Fabian Chappuis signe l'adaptation, la scénographie et la mise en scène de "Andorra", partition du dramaturge suisse alemanique Max Frisch qui, sous titrée "Autopsie d'une haine ordinaire", traite des thématiques de l'exclusion, du racisme, de l'exclusion et du bouc émissaire, au travers d'une histoire individuelle qui ressemble à celles souvent retracées dans la rubrique des faits divers.
Bien que ne ressortant pas au théâtre épique, la partition de Max Frisch s'inscrit dans la filiation du théâtre politique de ses aînés Bertold Brecht et Odon Von Orvath même s'il n'use pas du dispositif didactique du premier ni "de la pratique de la secousse discrète" du second.
En effet, la partition est portée par une dramaturgie moderne, avec fragmentation narrative, montage de tableaux et insertion de témoignages, qui correspond à la technique contemporaine des docu-fictions télévisées alternant reconstitution de scènes et intervention des témoins.
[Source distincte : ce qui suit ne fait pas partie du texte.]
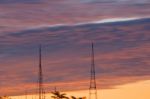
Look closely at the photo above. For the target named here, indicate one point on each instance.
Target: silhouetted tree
(5, 97)
(58, 95)
(73, 97)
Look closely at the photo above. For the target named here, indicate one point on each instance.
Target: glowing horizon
(132, 90)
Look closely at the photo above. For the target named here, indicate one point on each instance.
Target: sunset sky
(120, 30)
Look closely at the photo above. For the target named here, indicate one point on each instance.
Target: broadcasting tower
(92, 88)
(40, 82)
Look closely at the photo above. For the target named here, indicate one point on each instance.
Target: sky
(65, 29)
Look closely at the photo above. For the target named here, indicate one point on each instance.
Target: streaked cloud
(121, 47)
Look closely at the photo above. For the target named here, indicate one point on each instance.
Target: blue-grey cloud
(122, 55)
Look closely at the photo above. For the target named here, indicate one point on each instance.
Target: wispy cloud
(121, 47)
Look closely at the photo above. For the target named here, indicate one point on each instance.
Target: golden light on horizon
(138, 90)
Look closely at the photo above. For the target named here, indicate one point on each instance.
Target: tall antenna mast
(41, 91)
(92, 88)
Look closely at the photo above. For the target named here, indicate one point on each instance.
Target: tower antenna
(92, 88)
(41, 91)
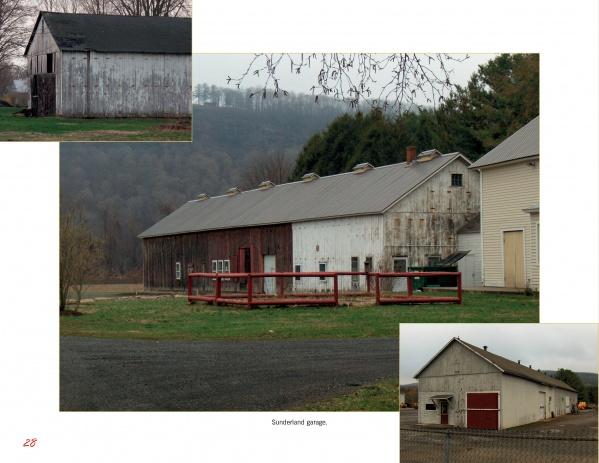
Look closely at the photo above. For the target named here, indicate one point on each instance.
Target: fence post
(446, 447)
(217, 291)
(250, 290)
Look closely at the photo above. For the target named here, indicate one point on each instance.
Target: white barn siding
(125, 84)
(470, 265)
(336, 241)
(424, 223)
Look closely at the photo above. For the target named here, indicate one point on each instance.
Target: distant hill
(126, 187)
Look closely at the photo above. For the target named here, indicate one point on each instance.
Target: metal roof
(506, 366)
(341, 195)
(524, 143)
(117, 34)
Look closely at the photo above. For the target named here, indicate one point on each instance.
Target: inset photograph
(101, 71)
(498, 392)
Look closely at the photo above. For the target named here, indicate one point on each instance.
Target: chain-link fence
(441, 445)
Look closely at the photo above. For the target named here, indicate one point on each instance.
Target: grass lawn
(21, 128)
(381, 396)
(173, 318)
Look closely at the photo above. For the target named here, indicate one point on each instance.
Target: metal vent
(266, 185)
(233, 191)
(310, 177)
(362, 167)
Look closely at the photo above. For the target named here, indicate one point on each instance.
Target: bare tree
(14, 31)
(152, 7)
(391, 82)
(275, 166)
(80, 255)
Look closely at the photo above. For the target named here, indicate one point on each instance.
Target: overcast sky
(213, 69)
(545, 346)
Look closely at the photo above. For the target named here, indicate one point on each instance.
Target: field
(21, 128)
(172, 318)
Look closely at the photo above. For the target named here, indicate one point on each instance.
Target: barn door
(400, 264)
(482, 410)
(43, 95)
(270, 265)
(513, 259)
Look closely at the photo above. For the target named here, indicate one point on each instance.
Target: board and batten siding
(125, 84)
(43, 44)
(198, 250)
(455, 371)
(335, 242)
(424, 223)
(507, 191)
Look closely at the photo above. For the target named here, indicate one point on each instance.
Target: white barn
(88, 65)
(466, 386)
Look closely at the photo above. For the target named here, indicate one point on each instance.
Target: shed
(510, 215)
(386, 218)
(89, 65)
(467, 386)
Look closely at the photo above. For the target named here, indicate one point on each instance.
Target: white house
(466, 386)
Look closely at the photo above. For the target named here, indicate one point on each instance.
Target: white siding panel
(335, 242)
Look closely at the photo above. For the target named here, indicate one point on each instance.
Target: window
(456, 180)
(322, 267)
(50, 63)
(355, 268)
(433, 260)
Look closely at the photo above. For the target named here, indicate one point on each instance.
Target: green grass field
(21, 128)
(172, 318)
(381, 396)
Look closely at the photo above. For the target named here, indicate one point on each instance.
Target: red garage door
(483, 410)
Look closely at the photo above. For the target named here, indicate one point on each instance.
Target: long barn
(88, 65)
(387, 218)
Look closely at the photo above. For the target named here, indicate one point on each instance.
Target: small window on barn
(322, 267)
(50, 63)
(456, 180)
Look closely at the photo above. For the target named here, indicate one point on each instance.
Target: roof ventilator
(310, 177)
(266, 185)
(362, 167)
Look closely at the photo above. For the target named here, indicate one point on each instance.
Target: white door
(270, 265)
(400, 264)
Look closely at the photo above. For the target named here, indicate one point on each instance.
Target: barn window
(322, 267)
(355, 268)
(456, 180)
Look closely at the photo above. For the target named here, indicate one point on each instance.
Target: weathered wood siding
(125, 84)
(471, 264)
(506, 192)
(425, 222)
(335, 242)
(198, 250)
(43, 44)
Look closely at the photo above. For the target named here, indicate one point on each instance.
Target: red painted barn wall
(200, 249)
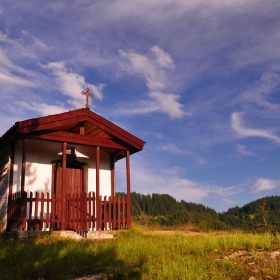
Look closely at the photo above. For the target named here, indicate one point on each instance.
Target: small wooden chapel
(58, 172)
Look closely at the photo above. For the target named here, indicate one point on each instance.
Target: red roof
(65, 127)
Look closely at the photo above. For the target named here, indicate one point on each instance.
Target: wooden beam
(62, 136)
(112, 159)
(23, 165)
(11, 181)
(98, 221)
(78, 116)
(82, 128)
(63, 187)
(128, 190)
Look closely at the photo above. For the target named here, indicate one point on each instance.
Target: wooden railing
(80, 212)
Dans une petite bourgade d'un pays imaginaire qui vit en autarcie entre congénères du même sang et de même croyance, un pays neutre et pacifiste dont la devise est "l'innocence est notre arme", un jeune homme juif d'origine étrangère est exécuté pour le meurtre d'une femme venue du pays voisin, une dictature expansionniste et antisémite.
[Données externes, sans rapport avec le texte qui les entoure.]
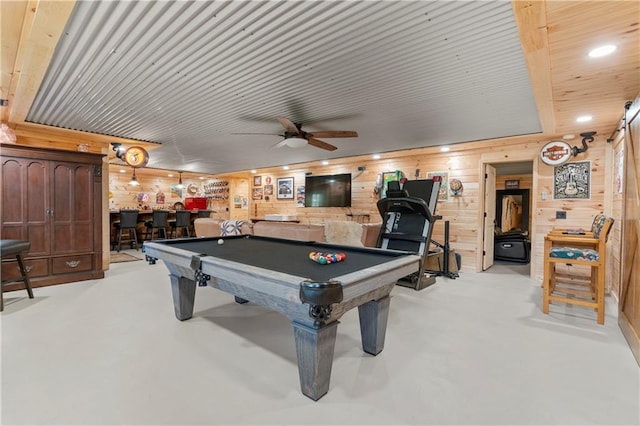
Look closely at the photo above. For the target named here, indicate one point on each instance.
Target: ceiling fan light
(296, 142)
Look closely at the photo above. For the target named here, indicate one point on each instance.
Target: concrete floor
(474, 350)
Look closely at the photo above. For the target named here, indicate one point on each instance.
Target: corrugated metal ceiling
(189, 75)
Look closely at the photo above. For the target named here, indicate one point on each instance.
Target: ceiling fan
(295, 137)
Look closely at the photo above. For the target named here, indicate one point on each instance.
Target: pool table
(278, 274)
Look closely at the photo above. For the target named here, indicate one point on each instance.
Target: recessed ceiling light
(601, 51)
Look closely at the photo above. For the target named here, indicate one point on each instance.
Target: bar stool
(15, 248)
(128, 222)
(159, 222)
(182, 222)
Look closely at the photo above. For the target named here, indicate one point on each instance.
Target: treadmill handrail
(412, 204)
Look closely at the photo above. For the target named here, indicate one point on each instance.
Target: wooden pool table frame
(368, 289)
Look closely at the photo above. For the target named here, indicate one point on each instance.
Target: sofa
(336, 232)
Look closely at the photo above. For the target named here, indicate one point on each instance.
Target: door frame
(494, 158)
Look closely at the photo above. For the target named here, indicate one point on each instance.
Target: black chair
(128, 223)
(15, 248)
(182, 222)
(159, 221)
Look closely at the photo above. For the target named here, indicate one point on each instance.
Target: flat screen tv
(328, 191)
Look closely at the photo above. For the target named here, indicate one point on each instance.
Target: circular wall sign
(555, 153)
(136, 156)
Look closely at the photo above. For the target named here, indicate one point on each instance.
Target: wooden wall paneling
(614, 259)
(629, 305)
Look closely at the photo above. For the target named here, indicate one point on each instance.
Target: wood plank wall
(464, 212)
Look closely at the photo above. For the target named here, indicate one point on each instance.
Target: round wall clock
(136, 156)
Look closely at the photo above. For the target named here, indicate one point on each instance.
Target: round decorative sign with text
(555, 153)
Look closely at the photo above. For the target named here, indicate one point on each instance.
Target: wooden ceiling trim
(36, 47)
(532, 27)
(17, 18)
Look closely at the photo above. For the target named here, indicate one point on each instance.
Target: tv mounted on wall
(328, 191)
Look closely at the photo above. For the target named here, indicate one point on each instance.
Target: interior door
(489, 215)
(629, 306)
Or, en réalité, il n'était ni juif, il est le fils naturel de l'instituteur qui, par honte et lâcheté, le disait adopté, ni l'assassin de la femme qui était sa mère biologique. Mais ce microcosme rural et champêtre n'échappe pas aux lois des sociétés primitives et à leurs rites archaïques, celui de la victime expiatoire en cas de danger intérieur et du bouc émissaire en cas de menace extérieure.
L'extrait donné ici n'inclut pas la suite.